Kedua terdakwa warga negara Italia bernama Masimiliano De Reviziis dan Mizardo Fabio itu dibebaskan dari semua dakwaan dalam perkara dugaan korupsi pengalihan aset tanah seluas 30 hektare milik Pemerintah Kabupaten Manggarai Barat di Labuan Bajo.

Putusan bebas terhadap dua warga negara Italia itu dibacakan Ketua Majelis Hakim, Fransiska Paula Nino didampingi dua hakim anggota Nggilu Liwar Awang dan Gustaf Marpaung dalam sidang dengan agenda pembacaan putusan di Pengadilan Negeri Kupang, Rabu, (7/7).

Kedua terdakwa mengikuti sidang pembacaan putusan secara virtual dari Rumah Tahanan (Rutan) Kelas II B Kupang.

Jaksa Penuntut Umum (JPU) Kejaksaan Tnggi NTT sebelumnya menuntut kedua terdakwa Masimiliano De Reviziis dengan hukuman selama 14 tahun penjara dan denda Rp 1 miliar subsider 6 bulan kurungan dan membayar uang pengganti kerugian negara Rp 7.014.000.000 atau subsider 7 tahun penjara.

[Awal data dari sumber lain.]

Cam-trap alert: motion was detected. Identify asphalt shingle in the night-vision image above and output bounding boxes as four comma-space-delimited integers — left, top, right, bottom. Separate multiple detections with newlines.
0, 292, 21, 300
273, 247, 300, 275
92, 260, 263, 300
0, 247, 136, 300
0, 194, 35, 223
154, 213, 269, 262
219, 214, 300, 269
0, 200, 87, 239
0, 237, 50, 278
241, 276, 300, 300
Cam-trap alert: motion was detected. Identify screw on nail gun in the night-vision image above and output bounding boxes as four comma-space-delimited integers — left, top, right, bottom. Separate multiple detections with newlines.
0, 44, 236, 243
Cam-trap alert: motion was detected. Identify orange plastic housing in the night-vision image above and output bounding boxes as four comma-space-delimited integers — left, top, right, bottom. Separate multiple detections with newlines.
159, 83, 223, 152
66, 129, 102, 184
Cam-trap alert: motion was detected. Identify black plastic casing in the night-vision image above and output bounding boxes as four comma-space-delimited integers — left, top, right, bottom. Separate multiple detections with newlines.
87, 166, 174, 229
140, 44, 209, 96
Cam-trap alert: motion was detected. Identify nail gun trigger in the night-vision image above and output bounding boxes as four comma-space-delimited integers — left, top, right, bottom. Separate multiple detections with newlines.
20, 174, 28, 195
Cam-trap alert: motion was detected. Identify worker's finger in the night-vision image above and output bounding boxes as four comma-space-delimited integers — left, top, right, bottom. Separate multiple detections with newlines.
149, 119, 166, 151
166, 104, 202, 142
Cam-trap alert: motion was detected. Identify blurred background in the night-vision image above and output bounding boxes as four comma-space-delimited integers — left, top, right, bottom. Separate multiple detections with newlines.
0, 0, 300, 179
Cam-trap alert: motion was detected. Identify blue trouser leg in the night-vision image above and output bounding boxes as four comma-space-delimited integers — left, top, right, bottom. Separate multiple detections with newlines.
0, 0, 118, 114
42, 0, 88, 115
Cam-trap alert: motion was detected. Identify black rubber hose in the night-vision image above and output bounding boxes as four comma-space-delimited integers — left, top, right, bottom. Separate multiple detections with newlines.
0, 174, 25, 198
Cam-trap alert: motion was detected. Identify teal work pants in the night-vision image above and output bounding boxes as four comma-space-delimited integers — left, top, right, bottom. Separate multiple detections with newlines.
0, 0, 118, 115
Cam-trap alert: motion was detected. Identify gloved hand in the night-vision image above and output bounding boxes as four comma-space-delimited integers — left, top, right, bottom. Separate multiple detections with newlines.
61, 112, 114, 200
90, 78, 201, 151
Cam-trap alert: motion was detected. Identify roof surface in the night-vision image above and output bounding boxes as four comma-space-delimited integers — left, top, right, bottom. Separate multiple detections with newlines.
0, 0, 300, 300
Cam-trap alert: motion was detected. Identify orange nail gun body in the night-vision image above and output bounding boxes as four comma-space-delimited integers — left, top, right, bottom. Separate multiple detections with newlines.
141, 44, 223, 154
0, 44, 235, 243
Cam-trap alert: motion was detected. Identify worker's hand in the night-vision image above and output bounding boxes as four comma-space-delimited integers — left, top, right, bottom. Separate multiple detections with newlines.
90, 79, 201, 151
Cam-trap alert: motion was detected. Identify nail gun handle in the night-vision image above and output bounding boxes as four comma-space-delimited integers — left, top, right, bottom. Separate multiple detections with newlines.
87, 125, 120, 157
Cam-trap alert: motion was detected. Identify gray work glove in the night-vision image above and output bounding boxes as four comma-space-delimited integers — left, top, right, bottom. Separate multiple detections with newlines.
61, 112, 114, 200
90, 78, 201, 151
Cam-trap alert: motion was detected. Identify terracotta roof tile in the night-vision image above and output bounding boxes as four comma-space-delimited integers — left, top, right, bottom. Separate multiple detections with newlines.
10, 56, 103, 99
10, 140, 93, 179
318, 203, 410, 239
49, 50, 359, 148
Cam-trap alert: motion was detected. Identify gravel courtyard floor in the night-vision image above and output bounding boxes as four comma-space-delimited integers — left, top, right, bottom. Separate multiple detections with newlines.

Sedangkan terdakwa Mizardo Fabio dituntut 13 tahun penjara dan diwajibkan membayar denda sebesar Rp 1 miliar subsider 6 bulan kurungan dan membayar uang pengganti kerugian negara Rp5.529.000.000 subsideer 6,5 bulan penjara.

Kedua terdakwa terbukti secara sah dan meyakinkan melakukan tindak pidana korupsi sebagaimana telah diatur dan diancam dalam Pasal 2 ayat (1) Jo Pasal 18 Undang-Undang RI Nomor 31 Tahun 1999 tentang Pemberantasan Tindak Pidana Korupsi sebagaimana telah diubah dengan Undang-Undang Nomor 31 Tahun 1999 tentang Pemberantasan Tindak Pidana Korupsi Jo Pasal 55 ayat (1) ke-1 KUHP.

Baca juga: Mantan Bupati Manggarai Barat divonis penjara tujuh tahun
Baca juga: Enam terdakwa korupsi aset tanah Mabar divonis penjara

Jaksa Penuntut Umum (JPU) Herry C. Franklin langsung menyatakan mengambil langkah hukum dengan melakukan kasasi terhadap putusan majelis hakim yang membebaskan dua warga Italia itu.